Julie remembers it as challenging and scary. A lot of corporations back in those days—ANCs—were losing money. This legislation, after a 20-year period—the 20-year period in 1991 really loomed large.
So she and the other Alaska Natives, working with the Congress and the Senate, worked hard to ensure continued Native ownership of ANCs. This was really important work. And they did this work. Julie came to Congress in Washington, DC, with AFN many, many times to serve as a lobbyist, advocating for ANCs in this legislation, this period in the early—late 1980s and early 1990s.
And with the help of her great persuasive talents, AFN was able to include key provisions in legislation here in the Congress that have resounding impacts today, including land bank protections preventing the taxation of undeveloped Native lands, special benefits for our Alaska Native elders, and the designation of ANCs as small or disadvantaged businesses.
Madam President, as you know, these relatively small changes grew later into really, really important changes for our ANCs and have created important legacies for the success that we have seen in so many of these Alaska Native corporations.
By January 1990, Julie had done such great work that AFN said: Hey, you are going to be our president.
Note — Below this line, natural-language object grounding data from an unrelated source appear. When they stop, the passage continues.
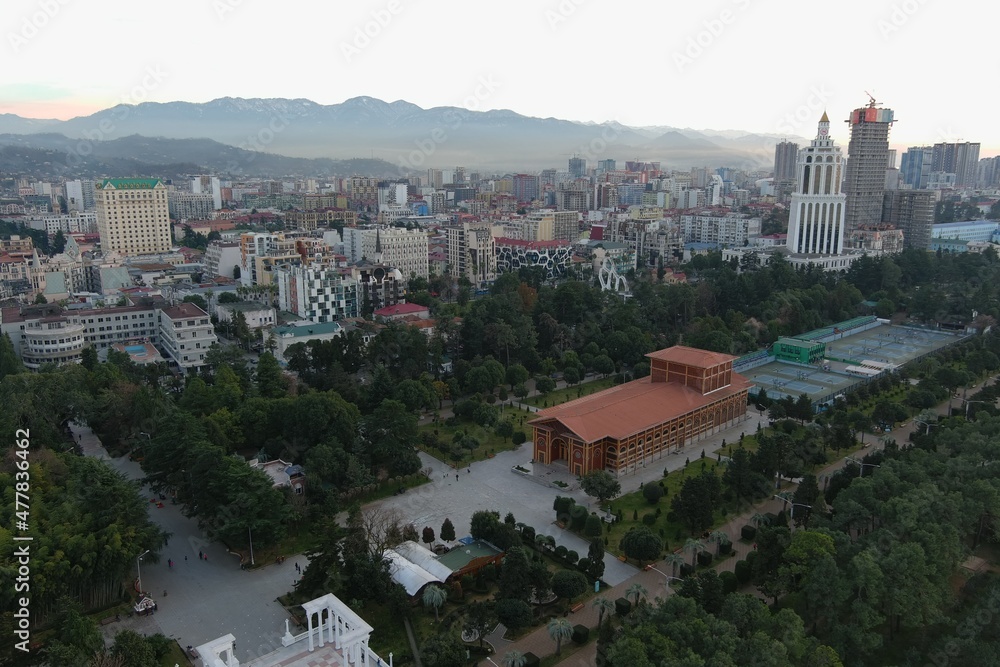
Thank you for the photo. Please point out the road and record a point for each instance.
(201, 600)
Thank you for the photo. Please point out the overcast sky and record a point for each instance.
(759, 65)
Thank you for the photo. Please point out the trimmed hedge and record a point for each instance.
(743, 571)
(729, 582)
(623, 606)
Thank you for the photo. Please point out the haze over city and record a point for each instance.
(768, 68)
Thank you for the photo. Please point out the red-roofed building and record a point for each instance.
(689, 393)
(403, 310)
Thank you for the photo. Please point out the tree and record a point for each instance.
(447, 531)
(652, 492)
(698, 498)
(601, 484)
(434, 596)
(568, 584)
(513, 658)
(636, 591)
(674, 560)
(443, 650)
(604, 606)
(642, 544)
(560, 629)
(479, 620)
(484, 524)
(694, 547)
(514, 614)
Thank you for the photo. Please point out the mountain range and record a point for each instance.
(233, 136)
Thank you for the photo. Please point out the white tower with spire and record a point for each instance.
(816, 219)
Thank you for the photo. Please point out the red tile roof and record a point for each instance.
(632, 407)
(691, 355)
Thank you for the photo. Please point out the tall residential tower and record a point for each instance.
(816, 217)
(867, 161)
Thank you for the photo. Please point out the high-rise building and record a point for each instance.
(868, 159)
(913, 212)
(133, 216)
(816, 216)
(525, 187)
(80, 195)
(961, 159)
(915, 166)
(785, 155)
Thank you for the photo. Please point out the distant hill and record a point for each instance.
(60, 156)
(400, 133)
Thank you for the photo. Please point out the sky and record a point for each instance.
(770, 66)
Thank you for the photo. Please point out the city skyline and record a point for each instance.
(393, 49)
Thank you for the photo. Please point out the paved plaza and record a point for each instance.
(204, 599)
(491, 485)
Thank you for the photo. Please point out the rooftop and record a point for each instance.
(183, 310)
(633, 407)
(129, 183)
(690, 355)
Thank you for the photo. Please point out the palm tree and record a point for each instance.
(603, 605)
(694, 546)
(637, 590)
(513, 659)
(434, 596)
(718, 538)
(673, 560)
(560, 629)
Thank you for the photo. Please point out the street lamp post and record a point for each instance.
(668, 579)
(788, 501)
(138, 570)
(861, 464)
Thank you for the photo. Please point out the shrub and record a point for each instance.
(592, 527)
(623, 606)
(652, 493)
(743, 571)
(729, 582)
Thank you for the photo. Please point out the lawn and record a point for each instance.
(489, 442)
(569, 393)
You are going to be our leader.
And she has done that for 34 years. She presided over AFN. By the way, the Alaska Federation of Natives Conference, the AFN convention, as we call it, every year in October in Alaska, is the biggest, largest meeting of indigenous Americans each year in the country. And, by the way, it is a great event. It is a great event. I love going every year. It is a lot of fun. So many Alaskans, Native and non-Native, are there. It is fantastic.
So Julie has built all of that. AFN is one of the most important organizations in our State.
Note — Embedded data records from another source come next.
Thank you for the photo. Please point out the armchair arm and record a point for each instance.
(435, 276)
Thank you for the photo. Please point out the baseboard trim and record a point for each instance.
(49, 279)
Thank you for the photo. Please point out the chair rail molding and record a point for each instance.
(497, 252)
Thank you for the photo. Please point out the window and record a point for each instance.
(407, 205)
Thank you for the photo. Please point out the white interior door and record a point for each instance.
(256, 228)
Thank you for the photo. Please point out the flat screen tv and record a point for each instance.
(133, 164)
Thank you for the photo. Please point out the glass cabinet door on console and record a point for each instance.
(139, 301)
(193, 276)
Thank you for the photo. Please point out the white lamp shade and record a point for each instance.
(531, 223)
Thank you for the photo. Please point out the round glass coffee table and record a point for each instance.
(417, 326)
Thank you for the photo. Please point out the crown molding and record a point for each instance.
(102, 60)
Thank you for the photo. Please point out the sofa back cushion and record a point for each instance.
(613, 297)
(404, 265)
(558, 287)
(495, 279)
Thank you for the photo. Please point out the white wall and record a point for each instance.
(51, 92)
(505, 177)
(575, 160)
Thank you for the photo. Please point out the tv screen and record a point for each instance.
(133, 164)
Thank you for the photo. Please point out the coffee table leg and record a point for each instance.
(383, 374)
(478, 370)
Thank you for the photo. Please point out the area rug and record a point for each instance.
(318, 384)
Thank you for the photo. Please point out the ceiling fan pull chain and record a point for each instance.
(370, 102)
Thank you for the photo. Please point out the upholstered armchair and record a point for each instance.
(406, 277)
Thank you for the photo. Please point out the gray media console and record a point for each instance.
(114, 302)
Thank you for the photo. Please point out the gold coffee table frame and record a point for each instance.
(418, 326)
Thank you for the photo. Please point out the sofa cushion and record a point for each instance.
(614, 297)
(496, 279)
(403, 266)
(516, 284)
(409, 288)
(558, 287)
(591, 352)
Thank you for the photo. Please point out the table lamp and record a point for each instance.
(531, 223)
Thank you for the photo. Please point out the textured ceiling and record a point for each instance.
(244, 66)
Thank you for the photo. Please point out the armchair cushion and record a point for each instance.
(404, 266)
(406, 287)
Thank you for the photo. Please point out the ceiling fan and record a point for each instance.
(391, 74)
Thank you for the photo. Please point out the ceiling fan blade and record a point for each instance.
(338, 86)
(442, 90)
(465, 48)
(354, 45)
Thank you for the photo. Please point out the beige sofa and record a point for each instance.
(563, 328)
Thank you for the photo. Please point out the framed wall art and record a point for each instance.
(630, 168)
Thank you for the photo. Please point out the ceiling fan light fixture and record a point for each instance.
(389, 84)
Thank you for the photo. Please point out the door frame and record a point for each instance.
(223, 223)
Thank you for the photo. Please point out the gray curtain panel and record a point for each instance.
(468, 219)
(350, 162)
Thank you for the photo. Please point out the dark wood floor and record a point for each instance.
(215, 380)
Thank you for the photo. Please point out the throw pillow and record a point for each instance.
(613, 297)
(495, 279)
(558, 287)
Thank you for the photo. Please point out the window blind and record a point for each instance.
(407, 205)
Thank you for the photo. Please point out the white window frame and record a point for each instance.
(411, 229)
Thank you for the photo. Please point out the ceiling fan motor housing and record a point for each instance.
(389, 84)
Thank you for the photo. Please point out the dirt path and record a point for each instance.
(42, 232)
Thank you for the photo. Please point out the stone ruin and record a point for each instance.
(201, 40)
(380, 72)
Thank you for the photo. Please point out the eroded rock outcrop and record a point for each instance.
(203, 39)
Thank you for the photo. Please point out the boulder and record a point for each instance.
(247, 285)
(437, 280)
Thirty-four years later, Julie talks about some of the seminal programs and initiatives created during her time. AFN helped establish the Job Corps center, which is still thriving in Palmer, AK—a beautiful campus there— training Alaskans in their jobs. It is fantastic work they do.
AFN worked to establish Alaska Native education equity, the growing recognition and importance of Tribes.
Julie Kitka also did a great job working with our military and Alaska Natives and AFN. Alaska Natives, like Native Hawaiian and lower 48 Indians, serve at higher rates in the military than any other ethnic group in the country. Special patriotism, I like to call it. That is what they do.
Julie Kitka did a great job focusing on those issues and forming dozens of joint Federal and State partnerships that have lasted for decades. Julie said that none of this would have been accomplished without bridge building:
It was always about partnerships—nothing was ever done alone. We had conferences all the time to break down barriers and self-limiting silos.
Partnerships—what a great way to focus on leadership, Madam President. That is what she did.
So after 34 years as the president of AFN and 40 years as an employee of AFN, Julie has now decided to step down. What a career. What an impact on Alaskans.
And, by the way, she shows no sign of slowing down yet. This April, the full Alaska congressional delegation, myself included, selected Julie to lead the Denali Commission, an independent Federal Agency, to work on economic development and infrastructure issues in rural Alaska. So we certainly have not seen the last of her incredible work or work ethic on behalf of Alaska and all of our fellow Alaskans.
Julie, to you, congratulations. It has been an honor working with you on some of these critically important issues. I know that everybody at AFN, all Alaskans, Native and non-Native, send their congratulations. You have built an incredible legacy. You have worked so hard for our State and our communities. And now you have received one of the most prestigious awards in Alaska: being our Alaskan of the Week. Congratulations on a job well done.